ついに開発に成功!グリストラップによる廃油再資源化装置
「自然を守る。技術で社会に貢献する」を企業理念に22年前に創立したトマス技術研究所は、これまで多くの製品を開発し沖縄県のモノづくりを牽引してきた。「技術者だからできること、そして、技術者でないとできない環境改善を」との思いで起業した代表の福富健仁氏は孤軍奮闘し、2003年に環境問題解決のために小型焼却炉チリメーサーを開発、その後、地球温暖化防止の環境問題に対応するために焼却廃熱利用サーマルチリメーサーを開発した。そして、今日では生活での困りモノの廃油を処理すると同時に「再資源化」しようという「グリストラップ再資源化装置」の開発に取り組んでいる。
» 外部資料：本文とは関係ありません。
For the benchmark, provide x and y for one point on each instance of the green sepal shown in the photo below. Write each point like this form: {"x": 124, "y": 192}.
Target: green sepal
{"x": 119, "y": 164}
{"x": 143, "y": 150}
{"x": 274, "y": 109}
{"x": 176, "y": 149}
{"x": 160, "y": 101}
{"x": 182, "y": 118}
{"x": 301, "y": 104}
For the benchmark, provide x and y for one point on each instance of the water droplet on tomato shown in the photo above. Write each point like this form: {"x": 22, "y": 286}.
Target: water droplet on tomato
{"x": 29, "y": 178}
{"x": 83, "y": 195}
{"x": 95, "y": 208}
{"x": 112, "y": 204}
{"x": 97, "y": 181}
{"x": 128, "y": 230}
このグリストラップ廃液に注目したのは、離島にその処理施設がないからだ。そのため沖縄本島に輸送するコストが高くつき、飲食店や産業廃棄物事業の経営を圧迫しているという。「島内に処理施設を!」という島民の思いを受けて、半年前から開発にとりかかったという。この装置の目指すところは「処理するだけではなく、燃料と堆肥への再資源化だ」と福富さんは話す。しかし、再資源化といっても容易ではなく、開発の道は険しかった。やっと基本設計から実施設計に移り、その設計を検証するプラントシミュレーターによる設計検証の段階に入ろうとしているところだという。そして数年以内の製品化を目指す、と。製品化したあかつきには、島内で、安価で安心してグリストラップ廃液を処理できるようになる。もちろん「離島ばかりでなく、本土で人口減になやむ山間地域でも役に立とうと、社員と一丸となって図面を引いている」と福富さんは意気込んでいる。